Alito’s abortion decision may not be so heartbreaking


Much of what has been said and shouted from Congress and on the streets about Judge Samuel A. Alito Jr.’s draft opinion striking down the constitutional right to abortion is either false or misleading.

It is simply untrue that Justices Neil M. Gorsuch, Brett M. Kavanaugh and Amy Coney Barrett lied during the confirmation hearings.

They simply stated the obvious. Roe (1973) and Casey (1992) – who established a constitutional right to abortion without undue burden imposed by state regulations – are precedents. But stare decisis never involved perpetual deference.

Judge Alito’s decision convincingly argues that Roe was woefully flawed in his legal reasoning – much like Plessy (1896), which enshrined segregation until Brown (1954). Instead, he reasonably asserts that constitutionally guaranteed rights must be enumerated or “deeply rooted in the history and traditions of this nation.”

The Constitution makes no mention of abortion, and prohibitions date back centuries in common law and more recently in state statutes. It is not the role of nine judges – philosopher kings selected from just two liberal New England law schools – to invent rights out of shadows, fumes or the blue haze of cannabis hovering above a law school dormitory on a Saturday night.

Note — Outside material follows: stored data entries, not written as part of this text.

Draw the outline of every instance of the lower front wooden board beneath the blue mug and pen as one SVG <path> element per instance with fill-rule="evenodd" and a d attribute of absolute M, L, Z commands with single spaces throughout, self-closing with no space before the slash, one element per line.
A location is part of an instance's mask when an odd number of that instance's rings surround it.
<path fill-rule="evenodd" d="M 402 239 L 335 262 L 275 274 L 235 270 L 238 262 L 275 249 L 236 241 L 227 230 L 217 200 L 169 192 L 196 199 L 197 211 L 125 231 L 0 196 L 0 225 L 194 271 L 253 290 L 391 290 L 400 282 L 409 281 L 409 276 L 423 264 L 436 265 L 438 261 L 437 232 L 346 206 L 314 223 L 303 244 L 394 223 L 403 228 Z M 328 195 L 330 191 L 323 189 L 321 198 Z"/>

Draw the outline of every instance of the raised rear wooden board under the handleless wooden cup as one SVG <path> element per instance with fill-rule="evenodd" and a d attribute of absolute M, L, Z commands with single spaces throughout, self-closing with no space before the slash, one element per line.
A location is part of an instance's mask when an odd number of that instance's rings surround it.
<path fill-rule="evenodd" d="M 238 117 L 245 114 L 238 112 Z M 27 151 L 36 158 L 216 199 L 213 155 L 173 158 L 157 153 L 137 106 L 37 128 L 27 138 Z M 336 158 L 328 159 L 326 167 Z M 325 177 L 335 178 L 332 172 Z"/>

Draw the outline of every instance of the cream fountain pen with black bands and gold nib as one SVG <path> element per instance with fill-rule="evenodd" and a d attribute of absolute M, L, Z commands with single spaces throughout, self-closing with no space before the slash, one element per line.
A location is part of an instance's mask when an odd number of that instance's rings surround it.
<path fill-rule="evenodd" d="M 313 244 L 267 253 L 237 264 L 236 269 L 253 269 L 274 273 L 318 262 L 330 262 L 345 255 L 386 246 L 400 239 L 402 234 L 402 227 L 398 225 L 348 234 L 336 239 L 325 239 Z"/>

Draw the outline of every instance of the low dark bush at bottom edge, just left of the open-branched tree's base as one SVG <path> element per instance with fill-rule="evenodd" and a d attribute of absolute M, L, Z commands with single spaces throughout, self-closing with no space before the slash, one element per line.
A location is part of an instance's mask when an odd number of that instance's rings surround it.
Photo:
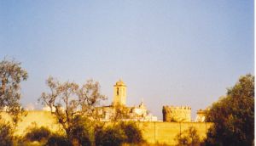
<path fill-rule="evenodd" d="M 67 137 L 53 134 L 49 137 L 47 143 L 45 144 L 47 146 L 72 146 L 72 143 L 68 140 Z"/>

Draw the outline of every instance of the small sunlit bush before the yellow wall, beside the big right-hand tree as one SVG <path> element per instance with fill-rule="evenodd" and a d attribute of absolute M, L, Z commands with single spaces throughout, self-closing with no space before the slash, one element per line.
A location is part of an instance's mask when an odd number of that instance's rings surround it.
<path fill-rule="evenodd" d="M 183 131 L 176 136 L 177 146 L 198 146 L 200 145 L 200 138 L 194 126 Z"/>

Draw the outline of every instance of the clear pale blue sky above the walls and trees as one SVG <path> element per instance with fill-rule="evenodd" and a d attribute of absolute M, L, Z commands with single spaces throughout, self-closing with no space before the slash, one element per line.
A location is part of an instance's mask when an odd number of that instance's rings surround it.
<path fill-rule="evenodd" d="M 0 1 L 0 60 L 21 62 L 29 78 L 21 103 L 38 107 L 45 80 L 94 79 L 127 104 L 205 109 L 239 76 L 254 74 L 253 0 Z"/>

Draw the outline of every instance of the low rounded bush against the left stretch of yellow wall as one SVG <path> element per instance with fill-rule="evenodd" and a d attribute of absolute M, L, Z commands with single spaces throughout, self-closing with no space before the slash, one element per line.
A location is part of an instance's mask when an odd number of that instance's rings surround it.
<path fill-rule="evenodd" d="M 33 126 L 30 127 L 26 132 L 26 135 L 24 138 L 28 141 L 42 141 L 42 140 L 47 140 L 51 134 L 49 128 L 41 126 Z"/>

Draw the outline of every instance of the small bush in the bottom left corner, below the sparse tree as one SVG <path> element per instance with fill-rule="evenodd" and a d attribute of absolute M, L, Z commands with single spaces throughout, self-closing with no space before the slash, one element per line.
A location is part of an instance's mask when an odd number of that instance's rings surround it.
<path fill-rule="evenodd" d="M 13 129 L 9 123 L 4 121 L 0 122 L 0 145 L 11 146 L 13 145 Z"/>

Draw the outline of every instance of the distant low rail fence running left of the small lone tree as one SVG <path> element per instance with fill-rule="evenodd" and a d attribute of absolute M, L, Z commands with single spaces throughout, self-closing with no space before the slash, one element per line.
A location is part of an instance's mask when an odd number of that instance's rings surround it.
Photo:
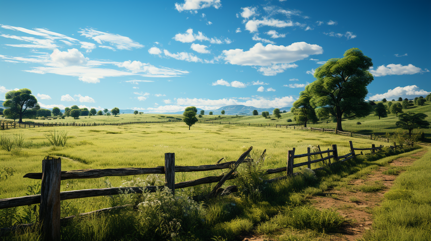
<path fill-rule="evenodd" d="M 168 123 L 172 121 L 133 121 L 133 122 L 121 122 L 121 123 L 68 123 L 68 122 L 24 122 L 19 123 L 15 121 L 2 121 L 0 123 L 1 130 L 7 130 L 12 128 L 35 128 L 35 127 L 94 127 L 94 126 L 121 126 L 128 124 L 146 124 L 146 123 Z"/>

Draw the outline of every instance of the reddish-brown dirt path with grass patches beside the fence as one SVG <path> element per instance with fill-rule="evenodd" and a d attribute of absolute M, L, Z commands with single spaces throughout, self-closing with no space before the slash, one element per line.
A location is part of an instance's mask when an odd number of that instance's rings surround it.
<path fill-rule="evenodd" d="M 412 156 L 416 158 L 421 157 L 426 151 L 419 151 Z M 398 158 L 390 163 L 389 167 L 406 167 L 412 164 L 417 159 L 410 157 Z M 364 179 L 355 179 L 349 183 L 350 191 L 346 188 L 337 190 L 328 190 L 325 193 L 328 195 L 336 195 L 339 200 L 315 196 L 312 198 L 312 203 L 317 208 L 334 208 L 344 217 L 351 219 L 352 225 L 340 234 L 331 235 L 331 240 L 335 241 L 354 241 L 362 237 L 365 230 L 372 228 L 372 214 L 371 210 L 379 206 L 383 199 L 383 195 L 393 185 L 397 176 L 384 175 L 382 172 L 389 169 L 389 167 L 380 167 L 378 170 L 373 170 Z M 386 187 L 381 191 L 376 192 L 361 192 L 355 186 L 359 185 L 372 185 L 379 182 Z M 353 191 L 353 192 L 352 192 Z M 357 201 L 351 200 L 356 198 Z"/>

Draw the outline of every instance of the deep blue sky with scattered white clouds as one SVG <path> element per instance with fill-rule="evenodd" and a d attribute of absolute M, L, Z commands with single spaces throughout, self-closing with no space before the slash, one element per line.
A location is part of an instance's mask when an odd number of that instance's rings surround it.
<path fill-rule="evenodd" d="M 0 99 L 181 111 L 291 106 L 312 72 L 356 47 L 367 99 L 431 91 L 429 1 L 2 1 Z"/>

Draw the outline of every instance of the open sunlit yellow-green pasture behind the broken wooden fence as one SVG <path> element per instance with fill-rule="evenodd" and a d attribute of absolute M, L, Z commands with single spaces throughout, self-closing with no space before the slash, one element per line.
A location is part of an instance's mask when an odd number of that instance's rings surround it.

Americans remain deeply divided but far from absolutist. In 1975, a Gallup poll reported that 21% favored legal abortions, 22% opposed them, and 54% said they should be legal under certain circumstances. Last year, these figures were 32%, 19% and 48%.

This decision will not undermine court rulings creating rights for same-sex marriage, contraception and interracial marriage. Like abortion, none of these rights when the Supreme Court acted could be interpreted as having enjoyed a firm basis in “the history and traditions of the nation”, but public opinions have changed dramatically over the years. last decades.

Whatever apprehensions individual citizens may have for an application in their personal lives, most Americans now see these matters as matters of personal choice.

The Alito decision raises the question of how much polling data should prompt courts to proclaim rights before state legislatures act. Electorates vary in their disposition by state. Representatives can be eliminated, but judges generally cannot.

In many rural and southern states, abortion will be illegal or, more likely, strictly regulated, and many women will have to travel to populated states like California, New York, or Illinois.

Charitable institutions, just as they now help women find abortion clinics, in many cases will provide travel support. Medical abortions, currently the choice in more than half of all abortions, will continue to be available – even if women have to ship the pills out of state.

Doctors and emergency rooms won’t be able to directly supervise in states that ban the sale of these drugs, but willing healthcare providers will find ways around the restrictions to be prepared to deal with unwanted side effects.

Stopping prescription drugs from crossing state lines is damn hard, and abortion pills send fewer people to the ER than Tylenol or Viagra.

Waving wire coat hangers on the steps of the Supreme Court is a great way to spark outrage among women and men who didn’t intellectually mature beyond adolescence, but the world has changed since 1973 – easy access to birth control and medical abortions make such manifestations hysterical.

Currently, the Speaker of the House, the Secretary of the Treasury, the CEOs of General Motors and Citibank, the presidents of many of our most prestigious universities, the voices in the media, and the heads of countless other institutions are now women. .

They won’t go away if the Alito draft decision becomes final. Women – along with men – will continue to decide policies about who gets hired, fired, admitted and rejected.

With access still safe and inexpensive, birth control will be more widely used in places where abortion is more difficult or impossible. While more children will be born to the poor, women’s progress will generally continue unhindered.

What will be interesting to see is how strictly the Supreme Court now limits the allocation of power to both the courts and the executive. For example, the precedent set by Chevron (1984) allows federal agencies to regulate aggressively in places where laws are vague or silent – ​​such as on affirmative action and climate change.

But by seemingly safely accommodating Griswold (1965) and Obergefell (2015), who overturned bans on contraception and same-sex marriage, Alito’s draft decision would indicate that the decision to have an abortion is more of a special case than a cause for great celebration by conservatives and originalists alike.

Philosopher kings will continue to create myths – for example, that the fine in the Affordable Care Act for not purchasing health insurance was actually a tax – until we have a constitutional amendment that defines the limits of judicial supremacy.

• Peter Morici is an economist, professor emeritus of commerce at the University of Maryland and national columnist.